[jira] [Commented] (SOLR-16594) eDismax should use startOffset when converting per-field to per-term queries

Rudi Seitz (Jira) Wed, 21 Dec 2022 06:31:10 -0800


    [ 
https://issues.apache.org/jira/browse/SOLR-16594?page=com.atlassian.jira.plugin.system.issuetabpanels:comment-tabpanel&focusedCommentId=17650895#comment-17650895
 ]


Rudi Seitz commented on SOLR-16594:
-----------------------------------

Steps to reproduce inconsistent {{mm}} behavior caused by term-centric to 
field-centric shift. Tested in Solr 9.1.

Create collection using the default schema and index the following documents:

{{{"id":"1", "field1_ws":"XY GB"}}}
{{{"id":"2", "field1_ws":"XY", "field2_ws":"GB", "field2_txt":"GB"}}}
{{{"id":"3", "field1_ws":"XY GC"}}}
{{{"id":"4", "field1_ws":"XY", "field2_ws":"GC", "field2_txt":"GC"}}}

Note that default schema contains a synonym rule for GB which will be applied 
in _txt fields:

{{GB,gib,gigabyte,gigabytes}}

Now try the following edismax query for "GB MB" with "minimum should match" set 
to 100%:

{{q=XY GB}}
{{mm=100%}}
{{qf=field1_ws field2_ws}}
{{defType=edismax}}

{{http://localhost:8983/solr/test/select?defType=edismax&indent=true&mm=100%25&q.op=OR&q=XY%20GB&qf=field1_ws%20field2_ws}}

Notice that BOTH document 1 and document 2 are returned. This is because 
edismax is generating a term-centric query which allows the terms "XY" and "GB" 
to match in any of the qf fields.

Now add the txt version of field2 to the qf:

{{qf=field1_ws field2_ws field2_txt}}

{{http://localhost:8983/solr/test/select?defType=edismax&indent=true&mm=100%25&q.op=OR&q=XY%20GB&qf=field1_ws%20field2_ws%20field2_txt}}

Rerun the query and notice that ONLY document 1 is returned.

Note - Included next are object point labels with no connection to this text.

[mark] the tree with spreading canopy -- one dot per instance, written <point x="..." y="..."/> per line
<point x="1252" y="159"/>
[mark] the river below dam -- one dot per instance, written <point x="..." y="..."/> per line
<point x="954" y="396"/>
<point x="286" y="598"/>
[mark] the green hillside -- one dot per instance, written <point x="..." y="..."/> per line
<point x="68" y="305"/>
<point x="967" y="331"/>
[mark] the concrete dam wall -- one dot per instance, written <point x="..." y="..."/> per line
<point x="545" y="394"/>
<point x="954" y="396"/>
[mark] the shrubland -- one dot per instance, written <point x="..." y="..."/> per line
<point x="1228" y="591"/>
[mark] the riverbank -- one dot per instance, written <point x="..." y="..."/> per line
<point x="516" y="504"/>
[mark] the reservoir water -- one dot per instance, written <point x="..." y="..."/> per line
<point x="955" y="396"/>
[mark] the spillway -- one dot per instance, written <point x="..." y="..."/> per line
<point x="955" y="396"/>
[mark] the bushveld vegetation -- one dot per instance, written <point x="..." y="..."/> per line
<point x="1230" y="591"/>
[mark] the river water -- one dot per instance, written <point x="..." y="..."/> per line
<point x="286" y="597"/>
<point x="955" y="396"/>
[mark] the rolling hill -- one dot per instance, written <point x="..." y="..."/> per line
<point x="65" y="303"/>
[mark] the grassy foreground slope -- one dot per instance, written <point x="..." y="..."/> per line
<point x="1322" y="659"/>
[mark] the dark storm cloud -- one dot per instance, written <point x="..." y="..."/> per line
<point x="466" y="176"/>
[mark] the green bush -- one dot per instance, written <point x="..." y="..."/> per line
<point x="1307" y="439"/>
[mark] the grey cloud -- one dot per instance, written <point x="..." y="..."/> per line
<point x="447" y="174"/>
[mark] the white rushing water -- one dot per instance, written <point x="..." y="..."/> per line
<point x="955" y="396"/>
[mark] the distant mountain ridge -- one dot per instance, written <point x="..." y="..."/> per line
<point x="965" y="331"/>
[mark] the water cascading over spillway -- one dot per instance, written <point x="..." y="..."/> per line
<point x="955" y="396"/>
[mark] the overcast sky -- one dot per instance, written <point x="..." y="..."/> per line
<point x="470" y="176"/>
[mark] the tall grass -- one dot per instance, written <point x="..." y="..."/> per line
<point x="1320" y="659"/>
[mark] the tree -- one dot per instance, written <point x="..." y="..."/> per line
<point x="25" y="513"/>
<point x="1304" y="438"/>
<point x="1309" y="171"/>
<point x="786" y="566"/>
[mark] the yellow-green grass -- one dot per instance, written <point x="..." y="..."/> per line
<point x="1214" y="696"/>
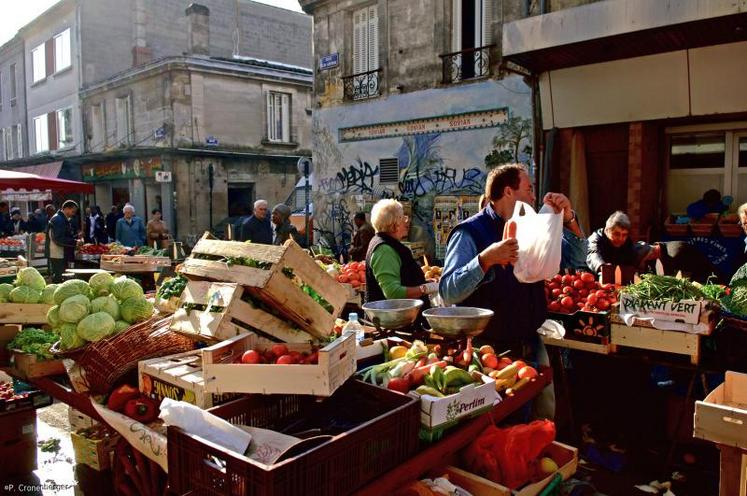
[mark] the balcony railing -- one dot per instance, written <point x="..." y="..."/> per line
<point x="470" y="63"/>
<point x="361" y="86"/>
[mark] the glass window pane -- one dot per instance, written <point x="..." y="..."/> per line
<point x="698" y="151"/>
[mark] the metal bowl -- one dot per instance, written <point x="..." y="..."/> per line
<point x="393" y="314"/>
<point x="458" y="322"/>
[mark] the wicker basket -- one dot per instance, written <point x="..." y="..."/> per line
<point x="105" y="361"/>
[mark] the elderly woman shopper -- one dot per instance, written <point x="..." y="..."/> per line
<point x="391" y="270"/>
<point x="283" y="229"/>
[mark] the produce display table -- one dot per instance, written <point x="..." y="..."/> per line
<point x="442" y="453"/>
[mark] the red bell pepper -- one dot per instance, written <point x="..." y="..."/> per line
<point x="121" y="396"/>
<point x="142" y="409"/>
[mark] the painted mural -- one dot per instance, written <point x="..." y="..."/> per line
<point x="444" y="154"/>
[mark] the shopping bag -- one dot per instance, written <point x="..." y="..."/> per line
<point x="540" y="240"/>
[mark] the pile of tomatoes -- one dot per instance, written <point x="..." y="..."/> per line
<point x="571" y="292"/>
<point x="353" y="273"/>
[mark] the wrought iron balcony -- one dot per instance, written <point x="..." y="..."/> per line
<point x="361" y="86"/>
<point x="470" y="63"/>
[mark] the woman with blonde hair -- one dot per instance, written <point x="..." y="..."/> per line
<point x="391" y="270"/>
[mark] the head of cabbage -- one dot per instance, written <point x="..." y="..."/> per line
<point x="71" y="288"/>
<point x="96" y="326"/>
<point x="105" y="304"/>
<point x="30" y="278"/>
<point x="48" y="294"/>
<point x="100" y="283"/>
<point x="123" y="288"/>
<point x="136" y="309"/>
<point x="73" y="309"/>
<point x="24" y="294"/>
<point x="69" y="338"/>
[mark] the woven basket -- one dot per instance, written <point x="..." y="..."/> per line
<point x="105" y="361"/>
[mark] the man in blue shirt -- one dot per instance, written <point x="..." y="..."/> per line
<point x="130" y="228"/>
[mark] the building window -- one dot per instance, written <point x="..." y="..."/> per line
<point x="278" y="117"/>
<point x="38" y="64"/>
<point x="41" y="134"/>
<point x="12" y="85"/>
<point x="122" y="110"/>
<point x="98" y="128"/>
<point x="64" y="128"/>
<point x="62" y="50"/>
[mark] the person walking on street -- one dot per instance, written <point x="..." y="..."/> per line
<point x="257" y="228"/>
<point x="130" y="228"/>
<point x="61" y="240"/>
<point x="362" y="237"/>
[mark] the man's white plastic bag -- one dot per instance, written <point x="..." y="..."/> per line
<point x="540" y="241"/>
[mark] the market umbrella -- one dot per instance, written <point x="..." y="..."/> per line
<point x="21" y="180"/>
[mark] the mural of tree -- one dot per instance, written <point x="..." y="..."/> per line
<point x="512" y="143"/>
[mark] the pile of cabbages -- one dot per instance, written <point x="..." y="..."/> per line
<point x="89" y="311"/>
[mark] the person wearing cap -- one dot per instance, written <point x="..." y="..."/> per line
<point x="283" y="229"/>
<point x="130" y="228"/>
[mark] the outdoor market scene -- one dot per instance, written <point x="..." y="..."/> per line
<point x="409" y="248"/>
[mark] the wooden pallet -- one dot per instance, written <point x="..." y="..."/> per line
<point x="277" y="286"/>
<point x="133" y="263"/>
<point x="238" y="316"/>
<point x="646" y="337"/>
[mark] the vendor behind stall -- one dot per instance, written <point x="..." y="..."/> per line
<point x="391" y="270"/>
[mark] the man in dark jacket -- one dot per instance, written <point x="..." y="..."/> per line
<point x="61" y="240"/>
<point x="257" y="228"/>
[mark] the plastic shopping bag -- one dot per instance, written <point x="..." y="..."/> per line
<point x="540" y="241"/>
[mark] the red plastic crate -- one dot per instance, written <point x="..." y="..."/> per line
<point x="383" y="432"/>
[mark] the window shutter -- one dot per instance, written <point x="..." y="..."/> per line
<point x="373" y="38"/>
<point x="286" y="117"/>
<point x="52" y="130"/>
<point x="49" y="54"/>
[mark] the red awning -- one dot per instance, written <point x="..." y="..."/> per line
<point x="21" y="180"/>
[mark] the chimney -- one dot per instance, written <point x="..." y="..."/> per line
<point x="198" y="29"/>
<point x="141" y="53"/>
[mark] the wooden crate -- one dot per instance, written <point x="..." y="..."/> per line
<point x="565" y="456"/>
<point x="278" y="286"/>
<point x="28" y="366"/>
<point x="179" y="377"/>
<point x="238" y="316"/>
<point x="222" y="375"/>
<point x="23" y="313"/>
<point x="648" y="338"/>
<point x="133" y="263"/>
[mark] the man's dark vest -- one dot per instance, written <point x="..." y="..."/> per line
<point x="520" y="309"/>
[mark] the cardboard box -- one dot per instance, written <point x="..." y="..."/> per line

This is because 
field2_txt expands synonyms, which leads to a different number of tokens from 
the _ws fields, which causes edismax to generate a field-centric query, which 
requires that the terms "XY" and "GB" must both match in _one_ of the provided 
qf fields. It is counterintuitive that expanding the range of the search to 
include more fields actually _reduces_ recall here, but not elsewhere:

Repeat this experiment with {{q=XY GC}}

In this case, notice that BOTH documents are returned for both versions of qf – 
there is no change when we add field2_txt to qf. That is because there is no 
synonym rule for GC, so even though _ws and _txt fields have "incompatible" 
analysis chains they happen to generate the same number of tokens for this 
particular query and edismax is able to stay with the term-centric approach.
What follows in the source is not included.